Des chercheurs britanniques révèlent que les impacts psychologiques de la crise sanitaire seraient tels qu’elle aurait déclenché une seconde « crise de la quarantaine » chez les plus de 50 ans. Cet état de détresse psychologique serait plus prononcé chez les femmes et pourrait, sur le long terme, affecter la santé générale.

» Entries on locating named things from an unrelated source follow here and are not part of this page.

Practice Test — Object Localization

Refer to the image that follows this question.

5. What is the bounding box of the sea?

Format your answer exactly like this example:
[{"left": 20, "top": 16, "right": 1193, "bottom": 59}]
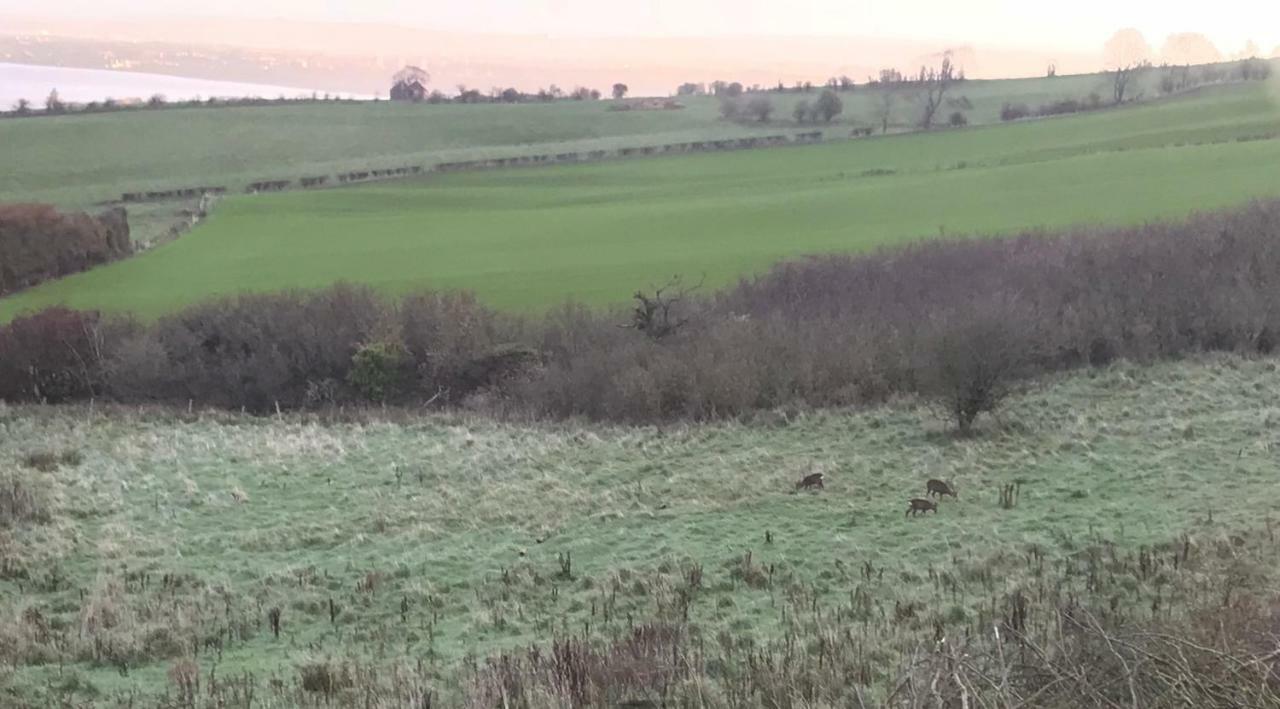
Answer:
[{"left": 0, "top": 63, "right": 369, "bottom": 110}]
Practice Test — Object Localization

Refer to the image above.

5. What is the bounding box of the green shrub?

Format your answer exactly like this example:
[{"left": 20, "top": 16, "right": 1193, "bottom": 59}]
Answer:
[{"left": 347, "top": 342, "right": 413, "bottom": 402}]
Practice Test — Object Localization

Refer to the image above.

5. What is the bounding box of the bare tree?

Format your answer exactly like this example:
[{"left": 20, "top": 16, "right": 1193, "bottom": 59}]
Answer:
[
  {"left": 1102, "top": 27, "right": 1152, "bottom": 70},
  {"left": 876, "top": 88, "right": 897, "bottom": 133},
  {"left": 791, "top": 99, "right": 813, "bottom": 123},
  {"left": 1111, "top": 64, "right": 1138, "bottom": 105},
  {"left": 621, "top": 275, "right": 701, "bottom": 340},
  {"left": 746, "top": 96, "right": 773, "bottom": 123},
  {"left": 813, "top": 88, "right": 845, "bottom": 123},
  {"left": 45, "top": 88, "right": 67, "bottom": 114},
  {"left": 1160, "top": 32, "right": 1222, "bottom": 64},
  {"left": 721, "top": 99, "right": 742, "bottom": 120},
  {"left": 920, "top": 55, "right": 955, "bottom": 131}
]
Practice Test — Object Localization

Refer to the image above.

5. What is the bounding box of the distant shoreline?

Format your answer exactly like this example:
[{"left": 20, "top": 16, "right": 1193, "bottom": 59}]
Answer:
[{"left": 0, "top": 61, "right": 372, "bottom": 110}]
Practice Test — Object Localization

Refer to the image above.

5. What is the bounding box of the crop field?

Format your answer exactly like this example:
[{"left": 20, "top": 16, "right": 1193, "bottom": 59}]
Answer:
[
  {"left": 0, "top": 82, "right": 1280, "bottom": 320},
  {"left": 0, "top": 64, "right": 1249, "bottom": 206},
  {"left": 0, "top": 357, "right": 1280, "bottom": 705}
]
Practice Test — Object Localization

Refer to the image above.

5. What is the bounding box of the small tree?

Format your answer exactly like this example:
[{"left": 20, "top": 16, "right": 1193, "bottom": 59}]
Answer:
[
  {"left": 916, "top": 298, "right": 1036, "bottom": 434},
  {"left": 721, "top": 97, "right": 741, "bottom": 120},
  {"left": 791, "top": 99, "right": 813, "bottom": 123},
  {"left": 45, "top": 88, "right": 67, "bottom": 114},
  {"left": 876, "top": 88, "right": 897, "bottom": 133},
  {"left": 920, "top": 55, "right": 955, "bottom": 131},
  {"left": 746, "top": 96, "right": 773, "bottom": 123},
  {"left": 813, "top": 88, "right": 845, "bottom": 123}
]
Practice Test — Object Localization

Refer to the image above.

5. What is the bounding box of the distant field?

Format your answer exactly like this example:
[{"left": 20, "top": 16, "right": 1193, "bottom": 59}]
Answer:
[
  {"left": 0, "top": 78, "right": 1280, "bottom": 319},
  {"left": 0, "top": 65, "right": 1244, "bottom": 206},
  {"left": 0, "top": 357, "right": 1280, "bottom": 706}
]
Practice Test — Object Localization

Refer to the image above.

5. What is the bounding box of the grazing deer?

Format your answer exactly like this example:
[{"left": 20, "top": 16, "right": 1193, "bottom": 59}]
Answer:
[
  {"left": 904, "top": 498, "right": 938, "bottom": 517},
  {"left": 796, "top": 472, "right": 826, "bottom": 490},
  {"left": 924, "top": 480, "right": 956, "bottom": 499}
]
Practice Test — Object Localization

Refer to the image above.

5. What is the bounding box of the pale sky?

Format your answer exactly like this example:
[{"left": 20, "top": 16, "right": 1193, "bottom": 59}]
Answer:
[{"left": 0, "top": 0, "right": 1280, "bottom": 54}]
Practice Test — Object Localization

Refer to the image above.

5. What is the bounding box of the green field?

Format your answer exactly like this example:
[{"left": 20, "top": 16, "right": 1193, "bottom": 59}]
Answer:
[
  {"left": 0, "top": 357, "right": 1280, "bottom": 700},
  {"left": 0, "top": 65, "right": 1249, "bottom": 206},
  {"left": 0, "top": 78, "right": 1280, "bottom": 319}
]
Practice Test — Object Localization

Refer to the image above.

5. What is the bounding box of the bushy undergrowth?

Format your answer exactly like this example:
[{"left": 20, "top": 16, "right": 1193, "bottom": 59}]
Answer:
[
  {"left": 0, "top": 201, "right": 1280, "bottom": 419},
  {"left": 0, "top": 203, "right": 133, "bottom": 294}
]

En franchissant le cap de la quarantaine, bon nombre d’entre nous éprouvent des épisodes de détresse psychologique. Il s’agit souvent d’une crise existentielle, nourrie par de profondes remises en question sur des sujets variés tels que la vie de couple, la vie familiale, le travail, etc. Les personnes concernées se montrent généralement déprimées, voire présentent des tendances suicidaires et d’autres troubles plus ou moins handicapants tels que l’anxiété. Communément appelée « crise de la quarantaine », cette étape de la vie est parfois difficile à comprendre pour l’entourage, et peut entraîner des revirements de comportements soudains ainsi que des décisions impulsives. En vieillissant, cette crise finit par s’estomper, et les individus sont généralement plus heureux après 60 ans.

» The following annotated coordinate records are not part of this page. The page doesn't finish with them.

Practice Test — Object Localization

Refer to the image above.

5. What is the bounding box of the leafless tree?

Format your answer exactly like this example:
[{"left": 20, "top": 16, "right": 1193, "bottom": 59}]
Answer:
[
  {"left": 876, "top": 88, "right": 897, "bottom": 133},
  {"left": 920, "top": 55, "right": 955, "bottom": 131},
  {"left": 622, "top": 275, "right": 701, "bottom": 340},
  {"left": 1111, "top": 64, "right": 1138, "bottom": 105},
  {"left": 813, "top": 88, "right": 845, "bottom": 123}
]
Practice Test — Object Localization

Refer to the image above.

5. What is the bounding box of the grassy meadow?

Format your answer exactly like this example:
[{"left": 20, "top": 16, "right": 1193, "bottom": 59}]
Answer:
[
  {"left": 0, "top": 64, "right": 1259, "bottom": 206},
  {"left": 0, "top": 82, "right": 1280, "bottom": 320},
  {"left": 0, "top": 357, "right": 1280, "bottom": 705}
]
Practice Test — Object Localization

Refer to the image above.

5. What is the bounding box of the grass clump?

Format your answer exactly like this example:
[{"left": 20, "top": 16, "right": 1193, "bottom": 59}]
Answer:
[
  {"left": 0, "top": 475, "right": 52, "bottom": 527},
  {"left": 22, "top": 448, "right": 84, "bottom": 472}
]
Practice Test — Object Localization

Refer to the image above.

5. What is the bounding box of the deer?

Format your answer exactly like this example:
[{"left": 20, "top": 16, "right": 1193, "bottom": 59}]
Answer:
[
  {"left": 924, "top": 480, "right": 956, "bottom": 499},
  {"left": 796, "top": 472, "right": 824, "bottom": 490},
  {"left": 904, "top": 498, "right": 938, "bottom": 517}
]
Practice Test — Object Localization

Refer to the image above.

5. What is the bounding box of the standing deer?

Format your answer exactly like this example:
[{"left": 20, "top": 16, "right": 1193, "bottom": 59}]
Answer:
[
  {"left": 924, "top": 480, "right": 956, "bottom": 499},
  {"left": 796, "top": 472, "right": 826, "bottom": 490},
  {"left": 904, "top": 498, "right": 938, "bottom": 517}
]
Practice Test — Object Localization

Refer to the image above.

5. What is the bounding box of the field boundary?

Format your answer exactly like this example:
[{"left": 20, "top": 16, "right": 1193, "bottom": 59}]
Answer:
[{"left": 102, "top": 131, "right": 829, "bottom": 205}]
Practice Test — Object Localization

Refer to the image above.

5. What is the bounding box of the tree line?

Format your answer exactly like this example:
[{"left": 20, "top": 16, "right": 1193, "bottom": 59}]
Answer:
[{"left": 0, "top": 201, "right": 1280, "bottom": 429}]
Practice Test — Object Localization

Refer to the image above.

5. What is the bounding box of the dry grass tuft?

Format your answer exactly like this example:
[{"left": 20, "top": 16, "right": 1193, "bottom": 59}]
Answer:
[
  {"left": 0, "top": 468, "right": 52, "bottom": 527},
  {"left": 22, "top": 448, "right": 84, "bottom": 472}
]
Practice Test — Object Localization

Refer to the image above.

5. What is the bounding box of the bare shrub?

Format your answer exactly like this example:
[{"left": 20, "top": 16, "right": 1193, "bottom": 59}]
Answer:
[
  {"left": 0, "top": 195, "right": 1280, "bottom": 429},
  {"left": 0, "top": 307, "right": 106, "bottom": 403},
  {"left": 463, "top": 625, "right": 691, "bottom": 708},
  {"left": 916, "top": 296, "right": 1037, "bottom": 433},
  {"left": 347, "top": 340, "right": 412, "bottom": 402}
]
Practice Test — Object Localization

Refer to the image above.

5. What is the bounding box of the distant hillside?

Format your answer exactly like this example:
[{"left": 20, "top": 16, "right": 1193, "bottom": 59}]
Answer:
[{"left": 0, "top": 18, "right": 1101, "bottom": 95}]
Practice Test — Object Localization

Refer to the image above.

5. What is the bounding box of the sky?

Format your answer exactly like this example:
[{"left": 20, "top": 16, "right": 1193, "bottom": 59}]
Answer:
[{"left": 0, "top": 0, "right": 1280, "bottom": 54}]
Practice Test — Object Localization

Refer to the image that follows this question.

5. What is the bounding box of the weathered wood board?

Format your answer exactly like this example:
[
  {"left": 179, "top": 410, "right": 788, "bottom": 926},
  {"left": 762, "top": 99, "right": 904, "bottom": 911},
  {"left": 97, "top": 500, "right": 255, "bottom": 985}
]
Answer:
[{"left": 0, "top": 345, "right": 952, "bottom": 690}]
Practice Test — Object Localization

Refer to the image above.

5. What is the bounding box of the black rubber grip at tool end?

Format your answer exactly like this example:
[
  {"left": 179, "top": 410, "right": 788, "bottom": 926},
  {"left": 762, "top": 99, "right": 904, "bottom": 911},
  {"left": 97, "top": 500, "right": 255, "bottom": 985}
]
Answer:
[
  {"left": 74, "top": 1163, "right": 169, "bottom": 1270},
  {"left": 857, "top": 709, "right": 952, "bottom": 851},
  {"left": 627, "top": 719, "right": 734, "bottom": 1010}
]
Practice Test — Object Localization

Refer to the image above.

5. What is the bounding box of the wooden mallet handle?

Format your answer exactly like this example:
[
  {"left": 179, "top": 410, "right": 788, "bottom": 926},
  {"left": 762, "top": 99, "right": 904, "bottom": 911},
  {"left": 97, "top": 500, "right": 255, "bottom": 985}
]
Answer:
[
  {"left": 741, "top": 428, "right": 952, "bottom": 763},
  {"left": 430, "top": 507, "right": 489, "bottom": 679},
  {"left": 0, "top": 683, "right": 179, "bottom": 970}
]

La nouvelle étude, publiée dans la revue PLOS Medicine, révèle que la pandémie de COVID-19 aurait déclenché une sorte de deuxième crise de la quarantaine chez les Britanniques. L’isolement et les bouleversements drastiques dans la vie quotidienne (perte d’emploi, difficultés financières, décès de proches, etc.) auraient été tels que les adultes britanniques ont connu des niveaux record d’altération de la santé mentale pendant la crise sanitaire.
Cependant, en comparaison des impacts sur la santé physique ou sur l’économie, les répercussions psychologiques de la pandémie de COVID-19 sont peu étudiées. Durant la crise sanitaire, d’importants signes de détresse psychologique, des symptômes de dépression et d’anxiété ont été rapportés. Des pensées et des comportements suicidaires ont été détectés non seulement chez les patients et leurs proches, mais également chez le personnel soignant.
De plus, les services dédiés à la santé mentale ont été considérablement perturbés, alors que les besoins augmentaient. Cela s’est principalement manifesté au début de la pandémie, lorsque les travailleurs et les infrastructures de santé ont été réquisitionnés en priorité pour les urgences directement liées au virus. Par ailleurs, les mesures de confinement ont également contribué à empêcher l’accès aux soins psychologiques.
L’anxiété et la dépression augmentent l’incidence de nombreux autres problèmes de santé. « Le fait que nous observions un nouveau pic inattendu des problèmes de santé mentale qui peuvent conduire à ces trajectoires à long terme est profondément préoccupant », estime Darío Moreno-Agostino, auteur principal de la nouvelle étude et chercheur du Centre ESRC pour la société et la santé mentale au King’s College de Londres. Selon l’expert, un deuxième pic de crise existentielle au cours de la vie pourrait notamment accélérer et exacerber l’apparition d’autres problèmes de santé mentale et physique chroniques.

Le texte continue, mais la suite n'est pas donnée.